Lobbying for US reconstruction contracts
UK Government lobbying on behalf of UK business intensified in early 2004, in
anticipation of the US contracts that would be funded from the US$18.4bn Iraq Relief
and Reconstruction Fund (IRRF2) and against a background of growing press and
Parliamentary criticism that UK companies were at a disadvantage in bidding for
US‑funded contracts. Section 10.3 describes the UK Government’s support for UK
business in detail.
The 20 January 2004 meeting of the ISOG concluded that the UK needed a “proper
campaign plan” involving Ministers and the British Embassy Washington, targeting
the next tranche of US-funded contracts that would be awarded by the US Program
Management Office (PMO) in March.532
UK Trade and Investment (UKTI) submitted a paper on UK access to US-funded
reconstruction contracts to the 22 January meeting of the AHMGIR.533 UKTI assessed
that UK companies had good access to most US-funded contracts, but had achieved only
limited success so far. The recent award of two US-funded oil contracts to US companies
(bids with significant UK components had not been successful, despite lobbying by
Ministers) suggested that the UK needed to take a “stronger and more active political line”

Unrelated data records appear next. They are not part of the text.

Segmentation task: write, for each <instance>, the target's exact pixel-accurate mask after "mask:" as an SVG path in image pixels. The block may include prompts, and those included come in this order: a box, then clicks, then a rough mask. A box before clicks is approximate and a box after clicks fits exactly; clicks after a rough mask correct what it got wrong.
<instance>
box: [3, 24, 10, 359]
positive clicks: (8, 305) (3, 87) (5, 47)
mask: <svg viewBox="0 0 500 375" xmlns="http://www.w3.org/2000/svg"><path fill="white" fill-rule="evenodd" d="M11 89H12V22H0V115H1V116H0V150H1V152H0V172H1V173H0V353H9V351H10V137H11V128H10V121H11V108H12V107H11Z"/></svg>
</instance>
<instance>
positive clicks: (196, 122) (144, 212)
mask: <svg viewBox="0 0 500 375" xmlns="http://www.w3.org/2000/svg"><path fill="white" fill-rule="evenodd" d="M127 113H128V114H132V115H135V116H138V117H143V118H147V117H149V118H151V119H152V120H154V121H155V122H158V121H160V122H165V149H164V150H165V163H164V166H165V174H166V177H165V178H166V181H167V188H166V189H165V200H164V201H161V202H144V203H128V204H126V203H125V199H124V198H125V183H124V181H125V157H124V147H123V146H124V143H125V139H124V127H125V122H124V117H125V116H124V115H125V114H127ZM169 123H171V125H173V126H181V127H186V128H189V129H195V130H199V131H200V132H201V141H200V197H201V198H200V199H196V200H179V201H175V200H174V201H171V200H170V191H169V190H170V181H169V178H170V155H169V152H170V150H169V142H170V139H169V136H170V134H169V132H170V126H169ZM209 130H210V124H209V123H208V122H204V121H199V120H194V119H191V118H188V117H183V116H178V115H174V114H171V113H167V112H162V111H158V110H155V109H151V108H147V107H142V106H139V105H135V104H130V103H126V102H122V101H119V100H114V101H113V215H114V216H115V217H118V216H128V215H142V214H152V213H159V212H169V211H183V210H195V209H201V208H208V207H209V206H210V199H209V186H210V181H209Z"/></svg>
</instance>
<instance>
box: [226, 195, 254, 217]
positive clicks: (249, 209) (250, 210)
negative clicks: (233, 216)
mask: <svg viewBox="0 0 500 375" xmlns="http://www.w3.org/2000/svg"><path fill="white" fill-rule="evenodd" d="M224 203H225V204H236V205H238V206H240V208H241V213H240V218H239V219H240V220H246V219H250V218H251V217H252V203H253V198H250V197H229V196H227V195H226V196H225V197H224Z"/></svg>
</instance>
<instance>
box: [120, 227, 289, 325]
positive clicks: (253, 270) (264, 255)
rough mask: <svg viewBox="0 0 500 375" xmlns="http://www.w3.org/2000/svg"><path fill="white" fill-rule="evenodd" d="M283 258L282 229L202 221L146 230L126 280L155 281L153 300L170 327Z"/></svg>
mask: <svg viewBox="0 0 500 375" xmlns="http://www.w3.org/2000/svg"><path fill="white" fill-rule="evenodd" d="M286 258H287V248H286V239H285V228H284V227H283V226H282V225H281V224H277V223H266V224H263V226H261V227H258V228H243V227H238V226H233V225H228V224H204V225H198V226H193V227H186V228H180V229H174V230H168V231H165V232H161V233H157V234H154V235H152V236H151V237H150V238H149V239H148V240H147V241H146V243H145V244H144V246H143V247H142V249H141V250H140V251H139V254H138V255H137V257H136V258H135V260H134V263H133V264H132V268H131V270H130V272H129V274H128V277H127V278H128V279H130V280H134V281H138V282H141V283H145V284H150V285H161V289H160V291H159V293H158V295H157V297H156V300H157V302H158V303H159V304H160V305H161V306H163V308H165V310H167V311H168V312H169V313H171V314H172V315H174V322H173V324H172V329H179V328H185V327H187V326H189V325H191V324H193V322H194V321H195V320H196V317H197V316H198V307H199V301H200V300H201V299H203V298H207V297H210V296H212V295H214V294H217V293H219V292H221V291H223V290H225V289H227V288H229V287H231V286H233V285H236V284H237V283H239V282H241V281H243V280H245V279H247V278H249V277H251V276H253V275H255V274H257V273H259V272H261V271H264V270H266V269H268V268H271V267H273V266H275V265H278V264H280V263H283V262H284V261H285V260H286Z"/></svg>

in Washington to lobby for UK commercial interests.
Mr Mike O’Brien, FCO Parliamentary Under Secretary of State circulated a core script for
a lobbying campaign targeting the US to Mr Straw, Ms Hewitt, Mr Boateng, Mr Benn and
senior officials on 9 February.534 The core script highlighted the strengths of UK industry
and expressed the hope that UK companies would be given the opportunity to display
those strengths in the reconstruction process.
In his covering note, Mr O’Brien stated that UK companies assessed that US procurement
procedures were “essentially fair”, were not critical of the UK Government’s support,
but were convinced that there was now a window of opportunity to press the US.
Mr O’Brien stated that all Ministers needed to ensure that the US was “in no doubt about
the political importance we attach to UK firms being seen to contribute actively to the
reconstruction process”.
Mr Straw wrote to US Secretary of State Colin Powell on 17 February, expressing the
UK’s disappointment that UK companies had not secured either of the oil infrastructure
rehabilitation contracts, expressing the UK’s hope that UK companies would play a
532  Record, 20 January 2004, Iraq Senior Officials Group meeting.
533 Annotated Agenda, 21 January 2004, Ad Hoc Group on Iraq Rehabilitation meeting attaching Paper
UKTI, 20 January 2004, ‘Access to US-funded Reconstruction Contracts’.
534  Minute O’Brien to Foreign Secretary, 9 February 2004, [untitled] attaching Briefing, [undated], ‘UK Bids
for CPA Program Management Office Prime Contracts’.